Rosalyn D'Mello: The hills are alive, but for how long?
On the Kheerganga trek, revel in the majesty of the pristine landscape but also witness how man is bent upon destroying this paradise too
The 13-km trek from Kalga to Kheerganga was exhilarating. We traipsed across meadows, climbed uphill through rough-hewn paths, accompanied by the clamouring trill of the Parvati river, stopping at the half-way point, the much-advertised Waterfall Cafe, a yellow tarpaulin tent with a bench that serves up a range of Maggi-based concoctions as well as anything with Nutella spread over. We took turns dipping our tired feet in the gushing cold stream that had sprung forth from that great height, and soaked in the fresh altitudinal high before the final 6-km ascent. I expected my body to be lagging behind but somewhere along the way, I found myself intoxicated by an endorphin buzz that roused me into speeding along, Road Runner-like, beep beep! When we made it atop, we stopped to catch our breath over piping hot cups of chai.
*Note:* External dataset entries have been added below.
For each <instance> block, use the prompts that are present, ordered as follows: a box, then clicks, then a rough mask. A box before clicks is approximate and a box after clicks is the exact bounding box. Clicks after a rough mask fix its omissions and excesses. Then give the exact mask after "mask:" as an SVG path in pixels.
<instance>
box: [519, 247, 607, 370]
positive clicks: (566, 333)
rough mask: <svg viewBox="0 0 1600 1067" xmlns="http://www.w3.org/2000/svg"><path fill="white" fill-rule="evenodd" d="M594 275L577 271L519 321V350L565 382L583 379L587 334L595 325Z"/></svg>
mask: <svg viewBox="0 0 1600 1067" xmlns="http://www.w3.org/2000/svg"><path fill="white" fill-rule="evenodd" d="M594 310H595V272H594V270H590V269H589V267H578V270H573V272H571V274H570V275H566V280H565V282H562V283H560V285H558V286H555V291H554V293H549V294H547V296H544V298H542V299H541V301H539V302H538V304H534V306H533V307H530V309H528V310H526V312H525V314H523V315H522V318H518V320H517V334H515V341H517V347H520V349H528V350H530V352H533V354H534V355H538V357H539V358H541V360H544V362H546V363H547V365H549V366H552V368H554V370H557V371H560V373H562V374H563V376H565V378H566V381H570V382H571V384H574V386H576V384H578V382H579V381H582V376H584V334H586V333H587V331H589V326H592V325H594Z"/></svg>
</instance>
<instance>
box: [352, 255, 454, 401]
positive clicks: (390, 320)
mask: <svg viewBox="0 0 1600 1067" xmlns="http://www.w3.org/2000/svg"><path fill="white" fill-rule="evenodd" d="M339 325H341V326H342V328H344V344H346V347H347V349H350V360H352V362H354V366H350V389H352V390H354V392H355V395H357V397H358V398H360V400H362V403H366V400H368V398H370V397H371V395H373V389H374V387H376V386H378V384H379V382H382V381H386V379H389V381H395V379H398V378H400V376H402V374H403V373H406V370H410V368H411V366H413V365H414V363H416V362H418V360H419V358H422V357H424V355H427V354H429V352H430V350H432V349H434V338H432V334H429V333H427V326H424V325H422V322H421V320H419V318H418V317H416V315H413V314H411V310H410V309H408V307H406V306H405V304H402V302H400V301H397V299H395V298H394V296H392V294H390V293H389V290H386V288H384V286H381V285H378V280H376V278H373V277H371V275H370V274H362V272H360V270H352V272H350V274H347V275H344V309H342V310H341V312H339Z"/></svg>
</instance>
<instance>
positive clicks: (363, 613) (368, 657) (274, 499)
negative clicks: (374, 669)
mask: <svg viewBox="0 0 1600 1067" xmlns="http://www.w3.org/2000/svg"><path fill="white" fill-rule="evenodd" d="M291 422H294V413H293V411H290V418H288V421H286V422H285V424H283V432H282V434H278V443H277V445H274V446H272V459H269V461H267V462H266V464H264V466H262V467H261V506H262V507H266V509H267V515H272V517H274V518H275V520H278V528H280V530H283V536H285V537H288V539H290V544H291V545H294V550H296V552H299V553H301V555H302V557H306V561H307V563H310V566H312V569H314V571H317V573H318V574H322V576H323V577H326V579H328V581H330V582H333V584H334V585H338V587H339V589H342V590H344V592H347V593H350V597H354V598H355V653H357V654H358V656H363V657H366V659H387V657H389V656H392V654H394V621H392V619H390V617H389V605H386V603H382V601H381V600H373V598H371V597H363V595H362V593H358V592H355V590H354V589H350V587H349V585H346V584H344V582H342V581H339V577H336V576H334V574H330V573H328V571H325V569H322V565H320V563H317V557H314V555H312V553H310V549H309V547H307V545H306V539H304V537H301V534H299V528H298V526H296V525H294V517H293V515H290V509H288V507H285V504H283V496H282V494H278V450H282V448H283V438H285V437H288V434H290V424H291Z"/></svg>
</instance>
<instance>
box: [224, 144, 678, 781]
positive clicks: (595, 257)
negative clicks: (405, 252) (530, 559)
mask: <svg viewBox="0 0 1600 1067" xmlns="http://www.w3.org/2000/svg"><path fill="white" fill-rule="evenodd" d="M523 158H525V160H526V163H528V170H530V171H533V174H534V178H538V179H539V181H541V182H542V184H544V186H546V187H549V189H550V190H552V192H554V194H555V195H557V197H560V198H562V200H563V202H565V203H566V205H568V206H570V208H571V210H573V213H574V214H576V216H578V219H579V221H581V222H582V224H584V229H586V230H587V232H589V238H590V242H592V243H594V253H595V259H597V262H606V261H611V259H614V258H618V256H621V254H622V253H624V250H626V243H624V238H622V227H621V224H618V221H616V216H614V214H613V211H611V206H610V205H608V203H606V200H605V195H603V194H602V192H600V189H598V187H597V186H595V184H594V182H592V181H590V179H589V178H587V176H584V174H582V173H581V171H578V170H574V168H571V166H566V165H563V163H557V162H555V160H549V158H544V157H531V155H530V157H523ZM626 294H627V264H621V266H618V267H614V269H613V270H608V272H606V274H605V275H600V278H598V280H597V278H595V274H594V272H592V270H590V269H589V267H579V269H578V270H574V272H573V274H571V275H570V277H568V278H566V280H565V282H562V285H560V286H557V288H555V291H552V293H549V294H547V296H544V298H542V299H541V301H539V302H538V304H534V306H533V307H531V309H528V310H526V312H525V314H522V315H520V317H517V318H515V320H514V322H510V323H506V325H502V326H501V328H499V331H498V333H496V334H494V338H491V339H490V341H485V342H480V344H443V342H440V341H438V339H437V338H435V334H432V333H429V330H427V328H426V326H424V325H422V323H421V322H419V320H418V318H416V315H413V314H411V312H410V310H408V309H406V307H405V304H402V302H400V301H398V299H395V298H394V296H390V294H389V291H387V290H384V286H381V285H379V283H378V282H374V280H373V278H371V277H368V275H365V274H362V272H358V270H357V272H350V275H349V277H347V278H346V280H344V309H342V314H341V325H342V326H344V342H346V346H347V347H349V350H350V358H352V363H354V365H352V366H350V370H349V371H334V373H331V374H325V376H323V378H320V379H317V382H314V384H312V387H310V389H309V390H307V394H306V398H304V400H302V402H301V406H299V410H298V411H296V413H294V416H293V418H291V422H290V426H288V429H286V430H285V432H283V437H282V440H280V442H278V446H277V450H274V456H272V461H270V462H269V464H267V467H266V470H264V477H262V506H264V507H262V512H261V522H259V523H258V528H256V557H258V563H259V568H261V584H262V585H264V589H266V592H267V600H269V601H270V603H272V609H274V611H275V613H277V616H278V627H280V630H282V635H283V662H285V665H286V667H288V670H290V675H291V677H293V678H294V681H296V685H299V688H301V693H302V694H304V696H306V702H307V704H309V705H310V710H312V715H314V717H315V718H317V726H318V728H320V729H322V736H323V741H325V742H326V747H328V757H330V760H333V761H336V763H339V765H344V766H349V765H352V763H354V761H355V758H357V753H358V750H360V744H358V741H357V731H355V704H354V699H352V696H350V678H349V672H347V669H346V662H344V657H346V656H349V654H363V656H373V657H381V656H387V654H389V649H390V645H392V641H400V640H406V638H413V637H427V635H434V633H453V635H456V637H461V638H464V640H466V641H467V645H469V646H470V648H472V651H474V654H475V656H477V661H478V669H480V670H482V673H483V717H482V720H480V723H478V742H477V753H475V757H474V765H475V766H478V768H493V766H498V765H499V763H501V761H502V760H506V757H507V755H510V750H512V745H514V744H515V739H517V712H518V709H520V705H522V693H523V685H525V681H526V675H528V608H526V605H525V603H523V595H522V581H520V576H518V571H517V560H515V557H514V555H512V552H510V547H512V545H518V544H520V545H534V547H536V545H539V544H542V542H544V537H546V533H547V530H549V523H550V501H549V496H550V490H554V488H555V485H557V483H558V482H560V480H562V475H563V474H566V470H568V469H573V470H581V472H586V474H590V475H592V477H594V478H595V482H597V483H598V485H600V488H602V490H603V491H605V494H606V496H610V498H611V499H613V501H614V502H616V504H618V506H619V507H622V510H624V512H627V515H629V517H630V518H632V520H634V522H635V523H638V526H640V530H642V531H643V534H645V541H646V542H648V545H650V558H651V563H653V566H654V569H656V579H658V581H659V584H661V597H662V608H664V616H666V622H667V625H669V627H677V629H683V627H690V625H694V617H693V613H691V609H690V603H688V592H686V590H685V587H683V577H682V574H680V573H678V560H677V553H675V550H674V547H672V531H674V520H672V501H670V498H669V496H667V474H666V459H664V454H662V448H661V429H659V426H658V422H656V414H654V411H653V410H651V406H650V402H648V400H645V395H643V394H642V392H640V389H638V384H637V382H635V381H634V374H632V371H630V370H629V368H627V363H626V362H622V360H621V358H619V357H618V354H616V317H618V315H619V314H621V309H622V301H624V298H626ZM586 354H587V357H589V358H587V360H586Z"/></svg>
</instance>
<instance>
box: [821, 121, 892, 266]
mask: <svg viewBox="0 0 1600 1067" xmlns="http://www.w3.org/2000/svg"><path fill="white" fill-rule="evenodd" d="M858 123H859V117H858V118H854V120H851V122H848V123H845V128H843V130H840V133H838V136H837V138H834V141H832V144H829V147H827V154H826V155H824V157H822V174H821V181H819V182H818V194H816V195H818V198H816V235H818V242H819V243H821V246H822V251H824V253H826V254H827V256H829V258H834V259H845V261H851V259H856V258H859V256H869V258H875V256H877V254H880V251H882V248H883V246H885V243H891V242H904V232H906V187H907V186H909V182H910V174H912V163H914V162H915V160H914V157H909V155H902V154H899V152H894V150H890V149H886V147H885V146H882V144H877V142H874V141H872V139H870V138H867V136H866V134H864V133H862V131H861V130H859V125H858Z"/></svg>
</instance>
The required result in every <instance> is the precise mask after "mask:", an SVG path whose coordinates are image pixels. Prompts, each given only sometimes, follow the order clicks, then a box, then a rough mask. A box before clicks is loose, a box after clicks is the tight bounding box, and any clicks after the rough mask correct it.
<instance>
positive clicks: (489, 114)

We basked in the bewildering view of snow-capped peaks and the orange-yellow haze of sunset’s glow, right until midnight, when the almost full moon first peeked at us, then presented itself in all its majesty
Then we surveyed what lay ahead in the near distance, a throng of unsettling trekkers occupying the makeshift restaurants lining the half-a-kilometre-long trail to the hot water spring, the scene resembling the cacophonous nightmare that is the Baga-Calangute stretch during peak tourist months in Goa. Empty plastic bottles lined the way. Music blared competitively from each restaurant’s speaker, making you wish there was no electricity. We were immediately repulsed.
Our impulse was to stay as far away as we possibly could from this madding, despicable crowd. We huffed up towards the hot springs and encountered a dreadlocked foreigner who recommended we check out the Lonely Planet campsite. “Do they play the same kind of music they’re playing below?” we asked. “We play psy-trance at night,” he confessed. But the tents we were to occupy seemed reasonably distant from the actual restaurant, so we soon sealed the deal so we could head to the hot springs to rejuvenate our tired limbs.
We deigned to have lunch at a restaurant around the pseudo-hippy trail. Two minutes in, the volume had been increased and we had to endure an unappealing demonstration of the non-subtleties of trance. Post lunch, we sped towards the hot springs. The section for men was fairly vast, the pool large and spacious, and so the landscape was inevitably dotted with hairy specimens of the Indian male species in their skimpy chaddis, some with bellies spilling out. The women’s pool was smaller and fenced in, with a thin net-like fabric suspended over the top resembling a roof, for privacy, I imagine. The floor was slippery all around, thanks to all the algae, but I managed fine. The water was just the right temperature, hot enough to feel soothed, yet not hot enough to scald the skin. There weren’t too many women when I went in, but it was wonderful to witness each one who was there seem so comfortable in their bare essentials, simply ‘being’ in the absence of any prowling male gaze.
I emerged completely refreshed, as if I’d bathed in baptismal waters. Then, I joined two friends as we foraged for firewood to make a small bonfire. We beseeched the friendly local who’d helped us secure chunkier wood for the fire to also arrange for dinner, so we wouldn’t have to schlep down to the noisier stretch, and we basked in the bewildering view of snow-capped peaks and the orange-yellow haze of sunset’s glow, right until midnight, when the almost full moon first peeked at us, then presented itself in all its majesty.
Sadly, I was woken up at 3 am by the pounding beats of horrible psy-trance, making the genre seem like the kind that tortures the soul of anything that resembles music. I was angry. It seemed wholly insensitive to disrupt the peace of such an otherwise placid landscape. My tent-mate woke up too, and after we watered the plants, so to speak, we decided to share her set of earphones and counter the din with some good-old fashioned Miles Davis, so we could be seduced into a more endearingly hypnotic trance.
On the way back to Barsheni the next morning, I saw a message painted on a rock. It read, “Technology owes Ecology an Apology.” I couldn’t agree more. It pained me and my friends to experience what had happened to a once pristine Kheerganga. It had been ruined by trekkers whose main draw for coming there was to get high on drugs and disturb the peace with that vile form of sound, with no concern for the ecosystem it contained. Humankind seems to revel in destroying anything resembling raw beauty. In two years, Kheerganga will be ruined. We could already hear the alarming humdrum of more permanent structures being built, had already seen the waste that was being carelessly generated by the callous disposal of plastic.
It made me think about the kind of traveller I want to be: the antithesis of the travellers I encountered there.